The exterior is not particularly impressive. The walls are grimy with smoke and there is no emerald sward, nor are there ivy-covered walls.

The one tower (built in 1864-1868) rises above a still more recent Western porch, designed by Basil Champneys and ornamented with a parapet and a single crocketed turret, which gives it a very unsymmetrical appearance. The square tower contains a clock in the first stage, soars 140 feet and is finished with a pierced battlement with pinnacles at the corners.

Turning round the corner, we come to the South porch, two bays and two stories (modern) and elaborately carved. Next comes the Jesus Chapel; then the octagonal Chapter-House; then the Fraser memorial chapel; and then we turn the corner and come to the Lady-Chapel, unusually small and projecting only about eighteen feet. The windows are Eighteenth Century, though the tracery is Decorated in general character.

Passing the window of the north-choir-aisle and the eastern end of the Derby Chapel, we again turn the corner. The first projection is the Ely Chapel and the next and smaller one is an engine room used for working the organ. The small door next opens into the ante-chapel of the Derby Chapel. Finally we reach the north porch.

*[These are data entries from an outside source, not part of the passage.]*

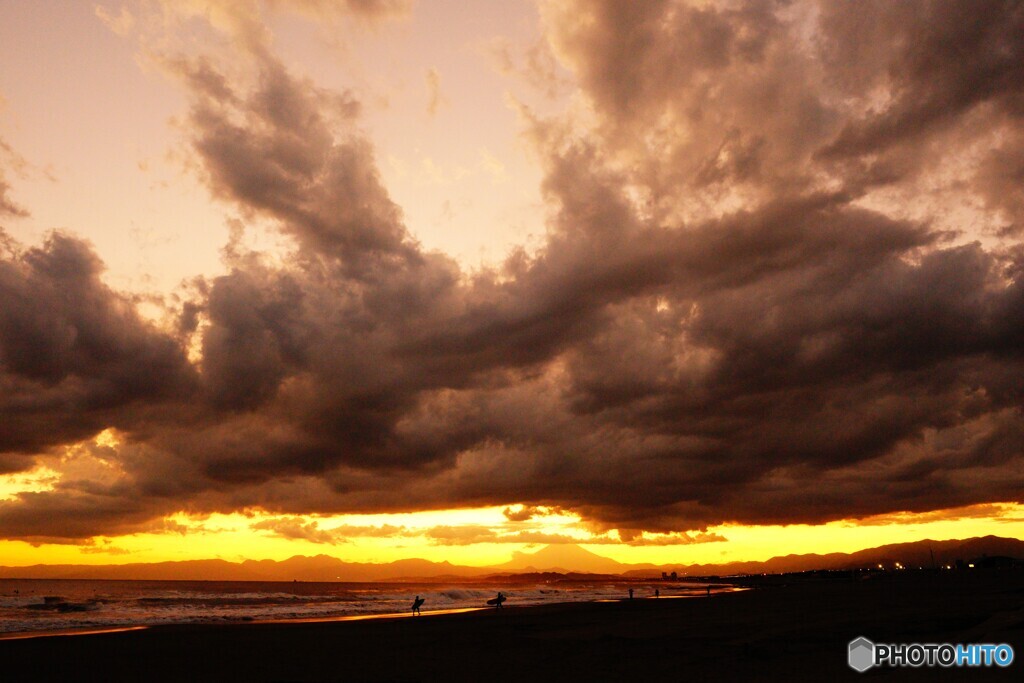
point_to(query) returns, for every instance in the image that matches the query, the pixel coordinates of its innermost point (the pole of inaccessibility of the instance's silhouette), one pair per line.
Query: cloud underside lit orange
(769, 297)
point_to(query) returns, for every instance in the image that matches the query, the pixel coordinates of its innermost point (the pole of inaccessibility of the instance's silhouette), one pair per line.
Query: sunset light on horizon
(680, 283)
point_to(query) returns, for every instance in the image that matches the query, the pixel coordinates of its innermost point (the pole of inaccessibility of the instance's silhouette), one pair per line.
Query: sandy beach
(783, 630)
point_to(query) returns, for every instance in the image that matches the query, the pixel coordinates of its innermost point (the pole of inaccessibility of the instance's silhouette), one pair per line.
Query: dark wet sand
(798, 631)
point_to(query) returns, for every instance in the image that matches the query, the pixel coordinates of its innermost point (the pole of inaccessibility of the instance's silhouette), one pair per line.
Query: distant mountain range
(561, 559)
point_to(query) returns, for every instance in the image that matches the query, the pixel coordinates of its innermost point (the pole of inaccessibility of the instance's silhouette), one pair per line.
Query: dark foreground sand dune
(798, 631)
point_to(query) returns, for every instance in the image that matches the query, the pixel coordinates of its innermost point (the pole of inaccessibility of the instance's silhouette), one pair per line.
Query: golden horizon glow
(232, 538)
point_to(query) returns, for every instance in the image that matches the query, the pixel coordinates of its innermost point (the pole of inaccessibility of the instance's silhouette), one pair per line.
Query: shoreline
(799, 631)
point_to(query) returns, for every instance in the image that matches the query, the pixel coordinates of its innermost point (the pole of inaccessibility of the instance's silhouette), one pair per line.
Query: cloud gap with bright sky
(682, 282)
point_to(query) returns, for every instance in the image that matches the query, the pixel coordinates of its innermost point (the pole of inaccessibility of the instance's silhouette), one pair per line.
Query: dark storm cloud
(75, 356)
(726, 322)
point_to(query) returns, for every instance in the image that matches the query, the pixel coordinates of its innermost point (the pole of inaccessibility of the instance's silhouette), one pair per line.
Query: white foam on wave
(127, 605)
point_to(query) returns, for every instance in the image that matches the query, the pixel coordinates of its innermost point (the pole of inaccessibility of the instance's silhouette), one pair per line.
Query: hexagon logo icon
(861, 653)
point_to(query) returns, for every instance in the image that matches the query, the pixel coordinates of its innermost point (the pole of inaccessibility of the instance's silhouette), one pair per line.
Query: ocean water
(105, 604)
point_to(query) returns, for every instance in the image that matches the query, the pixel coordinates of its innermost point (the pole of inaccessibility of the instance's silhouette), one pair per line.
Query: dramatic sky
(684, 281)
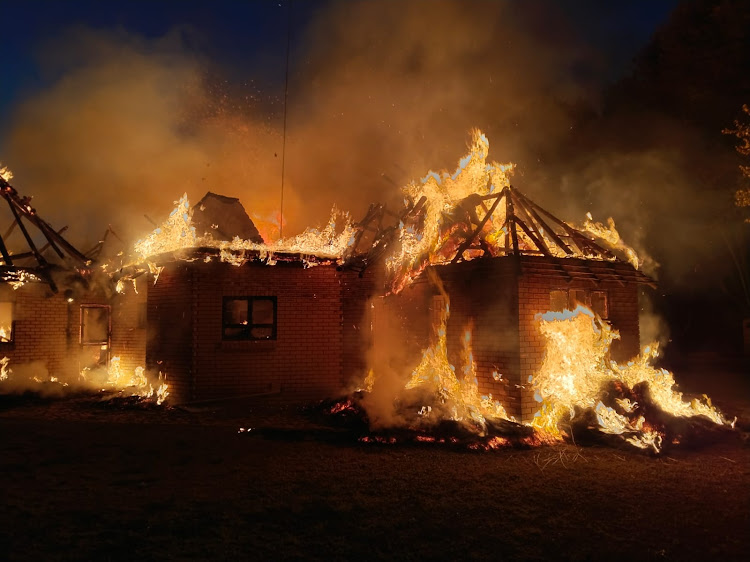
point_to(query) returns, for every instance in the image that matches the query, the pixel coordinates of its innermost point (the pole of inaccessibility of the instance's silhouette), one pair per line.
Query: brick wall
(534, 298)
(169, 334)
(47, 329)
(304, 362)
(484, 296)
(129, 325)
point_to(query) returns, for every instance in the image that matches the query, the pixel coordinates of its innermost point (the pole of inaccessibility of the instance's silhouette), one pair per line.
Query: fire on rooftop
(471, 305)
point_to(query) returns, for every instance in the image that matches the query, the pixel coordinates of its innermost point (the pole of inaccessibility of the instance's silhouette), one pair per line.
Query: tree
(742, 132)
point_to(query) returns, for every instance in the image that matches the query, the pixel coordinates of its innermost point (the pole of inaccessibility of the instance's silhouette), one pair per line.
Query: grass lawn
(80, 480)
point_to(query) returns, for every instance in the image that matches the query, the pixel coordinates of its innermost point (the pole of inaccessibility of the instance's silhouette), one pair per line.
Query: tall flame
(576, 369)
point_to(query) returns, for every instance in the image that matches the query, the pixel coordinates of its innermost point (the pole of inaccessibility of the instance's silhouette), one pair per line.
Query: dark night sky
(247, 40)
(115, 108)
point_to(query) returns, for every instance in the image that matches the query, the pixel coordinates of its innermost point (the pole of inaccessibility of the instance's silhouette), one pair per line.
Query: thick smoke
(129, 124)
(379, 93)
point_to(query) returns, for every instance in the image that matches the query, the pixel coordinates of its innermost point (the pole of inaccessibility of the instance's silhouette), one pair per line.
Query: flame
(136, 382)
(576, 369)
(453, 204)
(444, 193)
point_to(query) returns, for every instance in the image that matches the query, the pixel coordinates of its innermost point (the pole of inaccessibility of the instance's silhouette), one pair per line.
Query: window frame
(246, 333)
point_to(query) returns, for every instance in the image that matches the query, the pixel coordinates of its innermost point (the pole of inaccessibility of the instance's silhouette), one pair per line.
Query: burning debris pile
(580, 389)
(459, 217)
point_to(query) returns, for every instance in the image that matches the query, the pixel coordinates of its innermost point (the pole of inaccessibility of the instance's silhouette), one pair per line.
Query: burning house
(59, 319)
(475, 301)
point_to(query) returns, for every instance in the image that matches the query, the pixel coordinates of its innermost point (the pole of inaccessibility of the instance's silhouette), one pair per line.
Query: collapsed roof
(35, 261)
(223, 218)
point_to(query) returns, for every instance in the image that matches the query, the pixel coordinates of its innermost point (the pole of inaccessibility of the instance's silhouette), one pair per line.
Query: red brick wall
(307, 359)
(129, 325)
(169, 335)
(41, 329)
(534, 298)
(357, 293)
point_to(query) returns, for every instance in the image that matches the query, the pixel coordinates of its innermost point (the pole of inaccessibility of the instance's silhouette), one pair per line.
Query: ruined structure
(285, 330)
(497, 287)
(58, 315)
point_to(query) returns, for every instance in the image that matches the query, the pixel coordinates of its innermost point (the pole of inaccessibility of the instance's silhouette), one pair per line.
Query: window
(561, 299)
(93, 336)
(599, 303)
(558, 300)
(94, 325)
(249, 318)
(6, 322)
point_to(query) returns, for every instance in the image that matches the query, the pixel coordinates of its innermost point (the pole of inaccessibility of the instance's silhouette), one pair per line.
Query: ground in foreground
(86, 481)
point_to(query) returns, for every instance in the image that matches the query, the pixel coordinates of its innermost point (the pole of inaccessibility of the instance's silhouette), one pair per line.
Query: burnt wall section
(535, 290)
(41, 331)
(484, 300)
(304, 361)
(169, 337)
(321, 330)
(46, 338)
(358, 294)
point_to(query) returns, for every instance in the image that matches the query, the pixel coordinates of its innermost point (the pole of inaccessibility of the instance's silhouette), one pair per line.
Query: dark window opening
(249, 318)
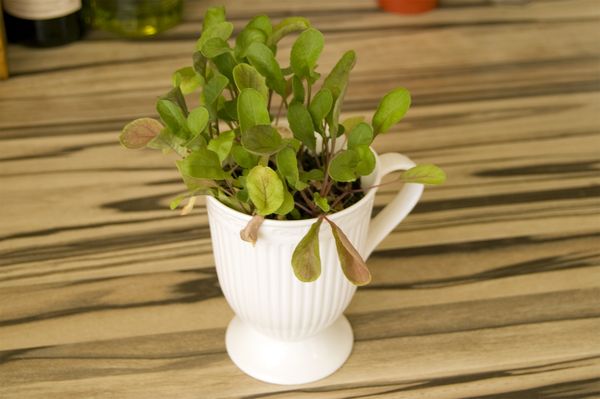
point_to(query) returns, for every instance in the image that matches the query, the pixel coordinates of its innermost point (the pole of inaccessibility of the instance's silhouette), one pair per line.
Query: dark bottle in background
(43, 23)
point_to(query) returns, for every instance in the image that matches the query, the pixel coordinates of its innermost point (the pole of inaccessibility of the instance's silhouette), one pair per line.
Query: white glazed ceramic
(286, 331)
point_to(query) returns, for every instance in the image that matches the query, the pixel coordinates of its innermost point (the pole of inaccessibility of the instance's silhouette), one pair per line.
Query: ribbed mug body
(258, 281)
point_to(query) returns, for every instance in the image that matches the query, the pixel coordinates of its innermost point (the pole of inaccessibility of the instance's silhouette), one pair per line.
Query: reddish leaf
(140, 132)
(353, 265)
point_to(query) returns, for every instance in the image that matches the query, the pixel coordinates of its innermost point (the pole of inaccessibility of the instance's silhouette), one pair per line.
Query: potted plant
(290, 188)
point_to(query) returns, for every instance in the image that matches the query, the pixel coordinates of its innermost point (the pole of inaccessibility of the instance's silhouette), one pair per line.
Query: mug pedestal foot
(283, 362)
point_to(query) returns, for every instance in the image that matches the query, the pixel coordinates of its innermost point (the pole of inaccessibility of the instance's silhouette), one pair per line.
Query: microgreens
(236, 147)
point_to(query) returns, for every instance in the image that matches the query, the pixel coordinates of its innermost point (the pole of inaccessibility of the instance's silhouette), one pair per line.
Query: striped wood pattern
(491, 288)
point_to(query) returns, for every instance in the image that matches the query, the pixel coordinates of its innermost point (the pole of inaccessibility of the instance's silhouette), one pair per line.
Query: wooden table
(491, 288)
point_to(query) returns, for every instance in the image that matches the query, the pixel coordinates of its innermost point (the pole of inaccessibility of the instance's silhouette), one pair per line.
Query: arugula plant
(235, 146)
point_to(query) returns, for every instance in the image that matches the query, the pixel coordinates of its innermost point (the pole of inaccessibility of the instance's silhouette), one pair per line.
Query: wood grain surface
(490, 289)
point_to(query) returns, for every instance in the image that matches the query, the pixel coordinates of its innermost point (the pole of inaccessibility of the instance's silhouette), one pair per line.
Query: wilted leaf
(424, 174)
(265, 189)
(391, 110)
(343, 165)
(252, 109)
(354, 267)
(189, 206)
(301, 124)
(250, 232)
(140, 132)
(306, 51)
(262, 140)
(306, 259)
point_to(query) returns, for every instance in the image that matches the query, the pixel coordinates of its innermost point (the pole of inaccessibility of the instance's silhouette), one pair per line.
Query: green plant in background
(235, 146)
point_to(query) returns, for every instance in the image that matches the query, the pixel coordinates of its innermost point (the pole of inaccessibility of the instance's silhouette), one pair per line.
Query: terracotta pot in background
(407, 6)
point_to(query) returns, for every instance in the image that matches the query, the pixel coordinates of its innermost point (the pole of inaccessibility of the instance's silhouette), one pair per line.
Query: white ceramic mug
(286, 331)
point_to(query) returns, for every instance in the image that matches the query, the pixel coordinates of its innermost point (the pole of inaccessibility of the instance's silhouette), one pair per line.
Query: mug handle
(393, 213)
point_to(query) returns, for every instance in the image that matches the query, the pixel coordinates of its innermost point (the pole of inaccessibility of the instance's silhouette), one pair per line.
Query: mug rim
(304, 222)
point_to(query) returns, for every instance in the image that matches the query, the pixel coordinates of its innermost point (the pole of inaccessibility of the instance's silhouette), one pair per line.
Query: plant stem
(305, 209)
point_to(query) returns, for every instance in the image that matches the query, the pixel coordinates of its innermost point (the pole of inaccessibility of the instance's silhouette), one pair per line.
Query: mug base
(286, 363)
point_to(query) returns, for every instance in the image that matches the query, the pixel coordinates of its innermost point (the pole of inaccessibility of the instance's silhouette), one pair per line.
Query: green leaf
(287, 165)
(215, 47)
(321, 202)
(361, 134)
(197, 120)
(301, 124)
(222, 144)
(187, 80)
(140, 132)
(199, 63)
(246, 38)
(202, 164)
(288, 204)
(313, 174)
(221, 30)
(306, 259)
(228, 111)
(214, 88)
(262, 23)
(320, 106)
(173, 117)
(424, 174)
(252, 109)
(342, 166)
(287, 26)
(297, 89)
(212, 17)
(337, 82)
(366, 160)
(350, 123)
(166, 141)
(225, 64)
(265, 189)
(354, 267)
(262, 140)
(242, 157)
(176, 96)
(306, 51)
(246, 76)
(262, 58)
(391, 110)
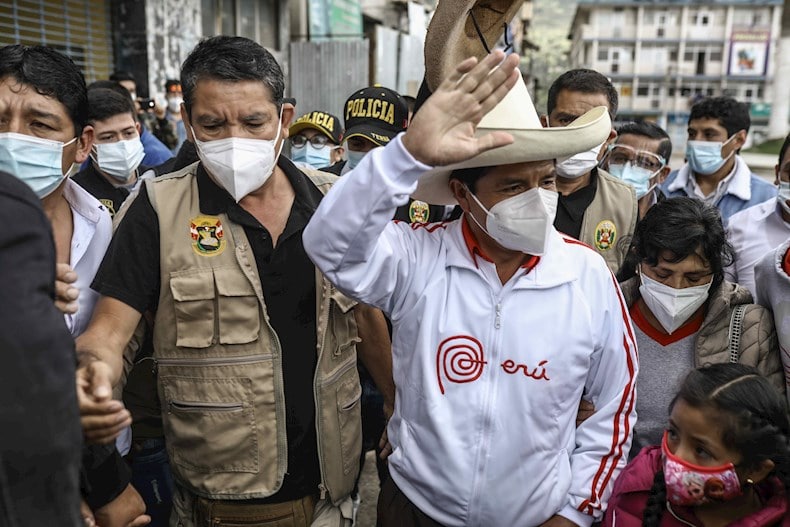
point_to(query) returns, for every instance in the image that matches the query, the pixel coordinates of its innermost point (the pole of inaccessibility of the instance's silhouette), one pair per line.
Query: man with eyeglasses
(316, 140)
(639, 156)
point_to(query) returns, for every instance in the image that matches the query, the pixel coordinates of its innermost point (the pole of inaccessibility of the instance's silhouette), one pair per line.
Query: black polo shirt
(97, 185)
(571, 208)
(130, 273)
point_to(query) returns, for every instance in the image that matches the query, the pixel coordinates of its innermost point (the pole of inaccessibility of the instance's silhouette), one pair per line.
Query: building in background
(664, 55)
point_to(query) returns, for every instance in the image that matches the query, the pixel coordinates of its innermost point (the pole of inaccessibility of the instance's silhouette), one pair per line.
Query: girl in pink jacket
(724, 458)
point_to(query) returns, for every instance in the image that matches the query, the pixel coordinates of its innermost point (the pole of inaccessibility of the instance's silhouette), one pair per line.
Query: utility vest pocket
(214, 305)
(220, 420)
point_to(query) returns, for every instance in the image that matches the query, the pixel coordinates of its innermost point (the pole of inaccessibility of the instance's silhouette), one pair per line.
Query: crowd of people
(215, 308)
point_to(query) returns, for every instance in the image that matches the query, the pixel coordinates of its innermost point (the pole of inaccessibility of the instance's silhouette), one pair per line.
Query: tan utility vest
(219, 360)
(610, 218)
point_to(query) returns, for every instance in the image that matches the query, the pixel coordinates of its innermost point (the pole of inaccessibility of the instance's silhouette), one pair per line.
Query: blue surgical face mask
(36, 161)
(316, 157)
(704, 157)
(637, 177)
(354, 157)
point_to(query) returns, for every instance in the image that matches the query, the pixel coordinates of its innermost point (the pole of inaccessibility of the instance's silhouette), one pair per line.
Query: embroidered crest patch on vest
(207, 235)
(419, 211)
(605, 235)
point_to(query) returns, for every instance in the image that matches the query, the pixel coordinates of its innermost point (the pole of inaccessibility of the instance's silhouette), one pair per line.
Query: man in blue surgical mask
(714, 171)
(315, 140)
(593, 207)
(639, 156)
(116, 158)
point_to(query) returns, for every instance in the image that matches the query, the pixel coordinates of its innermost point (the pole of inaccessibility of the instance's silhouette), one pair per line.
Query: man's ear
(461, 193)
(187, 123)
(605, 147)
(288, 115)
(84, 144)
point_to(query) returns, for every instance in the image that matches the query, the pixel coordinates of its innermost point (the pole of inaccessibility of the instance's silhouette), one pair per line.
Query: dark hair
(104, 103)
(783, 150)
(231, 59)
(650, 130)
(51, 74)
(109, 85)
(731, 114)
(121, 75)
(584, 81)
(754, 418)
(682, 226)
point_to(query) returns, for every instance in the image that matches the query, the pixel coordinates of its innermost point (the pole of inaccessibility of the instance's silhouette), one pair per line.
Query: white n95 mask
(672, 307)
(522, 222)
(119, 159)
(239, 165)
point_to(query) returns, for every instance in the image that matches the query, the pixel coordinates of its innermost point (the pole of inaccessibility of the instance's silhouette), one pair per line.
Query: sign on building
(749, 52)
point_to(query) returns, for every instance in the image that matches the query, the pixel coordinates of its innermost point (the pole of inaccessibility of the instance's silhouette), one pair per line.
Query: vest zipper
(326, 288)
(225, 361)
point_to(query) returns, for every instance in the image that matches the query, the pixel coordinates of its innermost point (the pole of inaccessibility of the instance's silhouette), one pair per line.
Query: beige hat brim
(452, 36)
(533, 144)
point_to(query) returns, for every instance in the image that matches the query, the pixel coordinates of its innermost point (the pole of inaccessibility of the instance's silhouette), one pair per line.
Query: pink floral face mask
(690, 485)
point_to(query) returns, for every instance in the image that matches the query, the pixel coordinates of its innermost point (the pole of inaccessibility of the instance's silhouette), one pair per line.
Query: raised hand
(443, 131)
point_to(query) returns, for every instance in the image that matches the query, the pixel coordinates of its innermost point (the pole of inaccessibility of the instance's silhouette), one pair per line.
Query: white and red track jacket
(488, 376)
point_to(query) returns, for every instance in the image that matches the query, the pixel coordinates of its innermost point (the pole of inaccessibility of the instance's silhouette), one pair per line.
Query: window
(78, 28)
(255, 19)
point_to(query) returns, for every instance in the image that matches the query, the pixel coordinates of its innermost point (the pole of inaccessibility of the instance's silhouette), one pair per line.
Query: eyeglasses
(318, 141)
(622, 154)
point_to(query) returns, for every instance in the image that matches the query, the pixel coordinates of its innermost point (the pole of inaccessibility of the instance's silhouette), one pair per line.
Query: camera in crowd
(146, 104)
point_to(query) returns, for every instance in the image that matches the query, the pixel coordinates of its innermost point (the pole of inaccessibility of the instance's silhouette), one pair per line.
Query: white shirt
(737, 183)
(753, 232)
(488, 376)
(89, 241)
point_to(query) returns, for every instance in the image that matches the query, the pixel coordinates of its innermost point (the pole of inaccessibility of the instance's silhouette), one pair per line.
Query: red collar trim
(689, 328)
(476, 251)
(786, 262)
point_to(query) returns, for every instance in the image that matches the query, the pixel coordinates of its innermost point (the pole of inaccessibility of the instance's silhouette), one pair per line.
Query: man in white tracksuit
(500, 324)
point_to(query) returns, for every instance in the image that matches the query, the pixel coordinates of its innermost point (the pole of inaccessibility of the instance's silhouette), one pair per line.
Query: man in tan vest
(255, 351)
(594, 207)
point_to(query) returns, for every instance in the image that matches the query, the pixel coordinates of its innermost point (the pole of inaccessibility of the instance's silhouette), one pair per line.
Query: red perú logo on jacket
(461, 359)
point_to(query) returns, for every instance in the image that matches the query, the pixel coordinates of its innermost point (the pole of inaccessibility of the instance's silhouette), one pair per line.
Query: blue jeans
(152, 478)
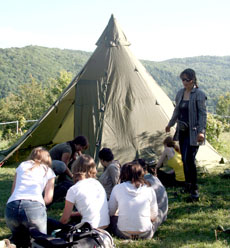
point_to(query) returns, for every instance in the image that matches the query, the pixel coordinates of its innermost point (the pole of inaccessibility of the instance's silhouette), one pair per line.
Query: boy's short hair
(106, 154)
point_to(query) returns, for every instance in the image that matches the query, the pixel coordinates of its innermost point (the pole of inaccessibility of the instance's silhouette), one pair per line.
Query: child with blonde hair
(172, 157)
(87, 195)
(26, 206)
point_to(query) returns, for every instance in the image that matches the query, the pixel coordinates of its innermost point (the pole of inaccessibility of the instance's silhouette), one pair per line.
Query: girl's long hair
(191, 74)
(82, 166)
(134, 173)
(40, 156)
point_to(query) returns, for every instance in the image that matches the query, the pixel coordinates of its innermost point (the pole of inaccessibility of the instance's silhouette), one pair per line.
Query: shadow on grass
(188, 224)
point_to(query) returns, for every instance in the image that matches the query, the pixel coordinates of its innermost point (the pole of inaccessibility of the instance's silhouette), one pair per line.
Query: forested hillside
(18, 65)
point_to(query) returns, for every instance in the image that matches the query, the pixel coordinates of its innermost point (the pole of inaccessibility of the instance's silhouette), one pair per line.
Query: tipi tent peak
(113, 101)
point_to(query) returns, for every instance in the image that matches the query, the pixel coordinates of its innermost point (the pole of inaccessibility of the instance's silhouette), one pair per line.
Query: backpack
(74, 236)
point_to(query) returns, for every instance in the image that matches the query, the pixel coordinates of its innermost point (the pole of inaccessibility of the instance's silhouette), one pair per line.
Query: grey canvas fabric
(110, 177)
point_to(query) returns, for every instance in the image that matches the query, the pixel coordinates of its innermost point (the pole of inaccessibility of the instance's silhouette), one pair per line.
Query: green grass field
(189, 225)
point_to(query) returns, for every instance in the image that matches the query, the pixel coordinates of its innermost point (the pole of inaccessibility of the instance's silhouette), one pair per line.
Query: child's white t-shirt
(30, 184)
(89, 197)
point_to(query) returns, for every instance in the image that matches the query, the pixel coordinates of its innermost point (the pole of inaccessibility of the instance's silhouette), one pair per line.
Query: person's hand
(200, 137)
(167, 129)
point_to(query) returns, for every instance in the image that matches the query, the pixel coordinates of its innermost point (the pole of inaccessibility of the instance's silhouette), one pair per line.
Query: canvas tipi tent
(113, 101)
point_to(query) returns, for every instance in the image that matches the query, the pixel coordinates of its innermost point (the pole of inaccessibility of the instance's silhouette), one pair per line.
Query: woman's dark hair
(134, 173)
(79, 140)
(82, 166)
(190, 74)
(151, 168)
(106, 154)
(169, 142)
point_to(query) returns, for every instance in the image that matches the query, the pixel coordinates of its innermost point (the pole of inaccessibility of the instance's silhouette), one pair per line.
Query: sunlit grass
(189, 225)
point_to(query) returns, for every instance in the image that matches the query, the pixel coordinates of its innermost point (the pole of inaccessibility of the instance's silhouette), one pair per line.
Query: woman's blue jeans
(22, 214)
(188, 154)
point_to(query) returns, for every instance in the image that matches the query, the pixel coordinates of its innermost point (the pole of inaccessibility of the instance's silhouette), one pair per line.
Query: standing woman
(190, 115)
(26, 205)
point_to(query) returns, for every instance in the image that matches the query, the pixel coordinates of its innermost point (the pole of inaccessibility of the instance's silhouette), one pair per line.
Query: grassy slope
(190, 225)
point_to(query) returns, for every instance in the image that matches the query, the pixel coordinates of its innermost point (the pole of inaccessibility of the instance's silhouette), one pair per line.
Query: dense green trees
(32, 78)
(18, 65)
(29, 102)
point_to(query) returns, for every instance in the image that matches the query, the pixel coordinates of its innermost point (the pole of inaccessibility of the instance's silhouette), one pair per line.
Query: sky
(157, 29)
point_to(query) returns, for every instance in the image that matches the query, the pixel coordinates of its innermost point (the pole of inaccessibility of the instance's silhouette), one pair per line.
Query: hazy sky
(157, 29)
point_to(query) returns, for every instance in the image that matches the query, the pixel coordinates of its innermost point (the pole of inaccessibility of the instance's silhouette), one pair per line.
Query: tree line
(32, 78)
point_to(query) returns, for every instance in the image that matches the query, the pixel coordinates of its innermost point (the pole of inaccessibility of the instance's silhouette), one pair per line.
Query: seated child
(172, 156)
(161, 194)
(26, 206)
(87, 195)
(110, 176)
(136, 203)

“It is a dimly lighted building; this is due chiefly to two causes: first to the fact that it is enormously wide, and the aisle windows are therefore far from the central nave, and secondly to the fact that almost all the windows both of aisles and clerestory are filled with painted glass, in many cases of a deep colour, and rendered still more impervious to light by the incrustation of carbon deposited on their outside by the perpetual smoke of the city. So dark is the church that in the winter months it has generally to be lit with gas all the day long, and even in the summer, in comparatively bright weather, some gas burners will generally be found alight. The mist also of the exterior atmosphere finds its way into the building, and hangs beneath the roof, lending an air of mystery to the whole place, and giving rise to most beautiful effects when the sunlight streams through the clerestory windows. The tone also of the nave arcading and clerestory rebuilt in recent years, of warm, rose-coloured sandstone, is very lovely.”—(T. P.)